Packs Early, Tandems Late
The pack may be back and will be the predominant type of racing we'll see throughout the evening. But, as was the case in the Daytona 500 and again at Talladega in May, to have any chance to win a driver needs to have someone to work with. This is especially true in the closing laps when drivers tend to pair up in an effort to separate themselves from the pack –it's the very reason why Dale Earnhardt Jr. wasn't able to pass Matt Kenseth in the closing laps in the 500 and why Kyle Busch couldn't get back around Brad Keselowski at Talladega.
Expect to see pack racing rule the day early but, in the end, drivers are going to partner up like teenagers at junior high dance.
Another Daytona Romp For Roush?
Restrictor-plate racing was once an area of weakness for Roush Fenway Racing. In fact, it was 13 years before a Jack Roush-owned car ever won a plate race. But as they often do in NASCAR, things have changed and RFR is now a powerhouse on the plate races. In this race last year, David Ragan drove to victory with teammate Matt Kenseth pushing him. And in February, while Kenseth scored the win in the 500, both Greg Biffle and Carl Edwards posted finishes inside in the top 10.
• If Matt Kenseth can win tonight, he will be the first driver since Bobby Allison in 1982 to have swept both Daytona races in a single season.
• Two drivers in tonight's field – Greg Biffle (2003) and David Ragan (2011) – scored their first Sprint Cup Series victory in this race.
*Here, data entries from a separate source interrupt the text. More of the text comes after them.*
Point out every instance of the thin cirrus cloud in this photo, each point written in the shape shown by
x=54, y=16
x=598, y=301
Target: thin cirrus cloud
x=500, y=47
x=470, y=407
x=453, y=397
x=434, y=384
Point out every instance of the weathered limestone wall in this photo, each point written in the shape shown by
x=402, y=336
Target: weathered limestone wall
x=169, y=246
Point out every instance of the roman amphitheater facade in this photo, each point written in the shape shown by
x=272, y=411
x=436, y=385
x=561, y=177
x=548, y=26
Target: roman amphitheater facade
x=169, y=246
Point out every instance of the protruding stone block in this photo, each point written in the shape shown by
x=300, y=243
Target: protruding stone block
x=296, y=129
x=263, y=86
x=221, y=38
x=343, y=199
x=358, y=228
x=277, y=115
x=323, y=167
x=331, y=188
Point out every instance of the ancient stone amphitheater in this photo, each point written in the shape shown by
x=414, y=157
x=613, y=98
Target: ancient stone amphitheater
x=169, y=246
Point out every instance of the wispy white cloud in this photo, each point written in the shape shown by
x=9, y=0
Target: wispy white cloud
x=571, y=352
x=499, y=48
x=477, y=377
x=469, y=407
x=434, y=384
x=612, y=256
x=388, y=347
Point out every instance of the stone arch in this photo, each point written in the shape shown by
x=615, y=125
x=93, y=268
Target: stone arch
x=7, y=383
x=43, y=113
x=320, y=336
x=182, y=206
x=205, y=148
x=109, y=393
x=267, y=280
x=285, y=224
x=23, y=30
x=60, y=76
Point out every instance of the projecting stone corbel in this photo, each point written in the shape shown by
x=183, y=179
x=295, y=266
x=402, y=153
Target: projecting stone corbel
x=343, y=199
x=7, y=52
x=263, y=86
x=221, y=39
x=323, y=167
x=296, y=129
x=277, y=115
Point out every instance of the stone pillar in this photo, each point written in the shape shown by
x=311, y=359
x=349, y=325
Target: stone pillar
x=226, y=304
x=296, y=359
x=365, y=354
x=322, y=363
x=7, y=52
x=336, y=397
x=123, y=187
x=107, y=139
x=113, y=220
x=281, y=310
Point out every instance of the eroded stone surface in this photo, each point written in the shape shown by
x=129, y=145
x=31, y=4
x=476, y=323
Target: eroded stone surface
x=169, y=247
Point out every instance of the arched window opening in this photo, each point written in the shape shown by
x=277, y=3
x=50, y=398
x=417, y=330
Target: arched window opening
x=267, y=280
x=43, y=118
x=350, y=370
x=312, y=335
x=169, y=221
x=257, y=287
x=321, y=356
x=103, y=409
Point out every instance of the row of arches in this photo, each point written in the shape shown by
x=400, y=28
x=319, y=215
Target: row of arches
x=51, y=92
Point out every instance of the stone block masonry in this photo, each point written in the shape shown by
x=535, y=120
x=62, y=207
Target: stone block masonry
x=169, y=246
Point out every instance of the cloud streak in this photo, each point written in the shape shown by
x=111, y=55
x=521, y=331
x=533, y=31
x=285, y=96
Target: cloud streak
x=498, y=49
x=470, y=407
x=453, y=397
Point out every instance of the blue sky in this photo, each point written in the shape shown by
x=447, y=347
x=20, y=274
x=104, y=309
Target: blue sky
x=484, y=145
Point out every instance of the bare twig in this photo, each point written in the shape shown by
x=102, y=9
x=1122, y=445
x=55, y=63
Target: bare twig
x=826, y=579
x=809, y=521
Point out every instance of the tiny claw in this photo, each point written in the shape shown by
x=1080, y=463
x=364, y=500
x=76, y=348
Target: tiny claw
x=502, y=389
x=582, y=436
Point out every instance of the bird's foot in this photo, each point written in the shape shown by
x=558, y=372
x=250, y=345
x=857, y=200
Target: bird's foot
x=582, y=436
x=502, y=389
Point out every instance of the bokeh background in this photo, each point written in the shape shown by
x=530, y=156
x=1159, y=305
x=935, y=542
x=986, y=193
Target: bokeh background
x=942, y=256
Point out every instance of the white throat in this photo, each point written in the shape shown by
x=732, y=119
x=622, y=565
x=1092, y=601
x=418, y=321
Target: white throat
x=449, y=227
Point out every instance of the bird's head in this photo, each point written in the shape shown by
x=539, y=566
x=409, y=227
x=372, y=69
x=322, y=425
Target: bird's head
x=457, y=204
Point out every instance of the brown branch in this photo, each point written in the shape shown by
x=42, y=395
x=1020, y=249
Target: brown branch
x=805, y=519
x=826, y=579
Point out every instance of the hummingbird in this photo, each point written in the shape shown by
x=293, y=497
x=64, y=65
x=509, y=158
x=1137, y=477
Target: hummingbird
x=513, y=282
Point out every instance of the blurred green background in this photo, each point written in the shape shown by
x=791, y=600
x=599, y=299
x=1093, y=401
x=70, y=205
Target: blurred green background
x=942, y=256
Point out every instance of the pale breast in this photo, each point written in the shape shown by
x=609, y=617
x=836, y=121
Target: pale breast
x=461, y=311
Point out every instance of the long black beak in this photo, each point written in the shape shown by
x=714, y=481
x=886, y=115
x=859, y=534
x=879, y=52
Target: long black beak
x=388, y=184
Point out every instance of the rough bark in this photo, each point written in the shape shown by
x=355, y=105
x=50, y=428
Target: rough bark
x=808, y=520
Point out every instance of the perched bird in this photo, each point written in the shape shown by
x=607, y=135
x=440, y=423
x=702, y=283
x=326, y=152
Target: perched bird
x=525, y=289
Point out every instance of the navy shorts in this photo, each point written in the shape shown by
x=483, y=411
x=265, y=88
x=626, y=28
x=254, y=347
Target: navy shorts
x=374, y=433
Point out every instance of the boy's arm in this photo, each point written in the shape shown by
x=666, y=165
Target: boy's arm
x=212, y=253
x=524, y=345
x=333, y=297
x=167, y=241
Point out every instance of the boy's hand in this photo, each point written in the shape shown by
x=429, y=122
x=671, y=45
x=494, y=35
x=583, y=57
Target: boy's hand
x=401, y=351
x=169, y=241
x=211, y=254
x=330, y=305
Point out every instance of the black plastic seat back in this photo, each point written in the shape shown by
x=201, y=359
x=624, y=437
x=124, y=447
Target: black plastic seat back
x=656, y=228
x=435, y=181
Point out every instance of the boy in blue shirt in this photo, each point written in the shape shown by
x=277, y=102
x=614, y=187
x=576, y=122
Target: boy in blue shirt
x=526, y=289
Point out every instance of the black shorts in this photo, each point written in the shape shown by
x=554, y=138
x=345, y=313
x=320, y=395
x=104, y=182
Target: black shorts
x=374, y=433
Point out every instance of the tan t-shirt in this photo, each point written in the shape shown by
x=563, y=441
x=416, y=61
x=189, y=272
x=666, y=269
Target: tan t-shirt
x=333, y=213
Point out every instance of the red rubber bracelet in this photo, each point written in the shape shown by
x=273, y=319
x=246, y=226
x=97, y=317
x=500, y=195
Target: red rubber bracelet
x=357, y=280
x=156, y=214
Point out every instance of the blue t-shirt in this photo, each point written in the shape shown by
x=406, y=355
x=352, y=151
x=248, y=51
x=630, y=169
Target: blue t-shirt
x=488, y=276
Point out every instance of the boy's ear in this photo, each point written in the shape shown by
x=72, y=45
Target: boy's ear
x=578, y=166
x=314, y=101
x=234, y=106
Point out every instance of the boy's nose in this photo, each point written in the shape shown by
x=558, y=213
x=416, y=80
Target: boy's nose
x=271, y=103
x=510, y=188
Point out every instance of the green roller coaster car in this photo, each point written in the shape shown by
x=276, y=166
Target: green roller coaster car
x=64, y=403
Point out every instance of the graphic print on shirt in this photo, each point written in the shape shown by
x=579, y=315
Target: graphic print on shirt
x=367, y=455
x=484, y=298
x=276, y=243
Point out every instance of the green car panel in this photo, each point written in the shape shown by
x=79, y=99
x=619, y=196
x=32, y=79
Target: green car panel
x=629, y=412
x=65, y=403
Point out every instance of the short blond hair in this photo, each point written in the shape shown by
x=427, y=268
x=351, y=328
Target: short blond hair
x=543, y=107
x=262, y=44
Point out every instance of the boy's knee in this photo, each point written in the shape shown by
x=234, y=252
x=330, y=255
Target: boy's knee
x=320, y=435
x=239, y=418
• Casey Mears' eighth-place qualifying effort represents the first time in 55 races he will start a race inside the top 10.
1. Matt Kenseth
As noted above, starting up near the front is important, as is driving a Ford for Roush Fenway Racing. Well, starting on the pole and driving a Roush Ford happens to be Matt Kenseth, who coincidently won here in February. Add everything together and it's clear cut why he's the No. 1 favorite.
2. Dale Earnhardt Jr.
He hasn't won a plate in nearly eight years; regardless, few navigate the draft and the challenges of restrictor-plate racing better than Dale Earnhardt Jr. And like he did in the 500, when he finished in the runner-up position, Earnhardt Jr. should again factor in the outcome.
3. Greg Biffle
Three things to like about Greg Biffle tonight: 1) He drives a Ford for Jack Roush; 2) He qualified in the top 10; and 3) In two plate races this season he has finished third and fifth.
Here's what you need to know about Paul Menard at Daytona: Since he started driving for Richard Childress Racing prior to the 2011 season, Menard has yet to finish outside the top 10. That sounds like sleeper potential to me.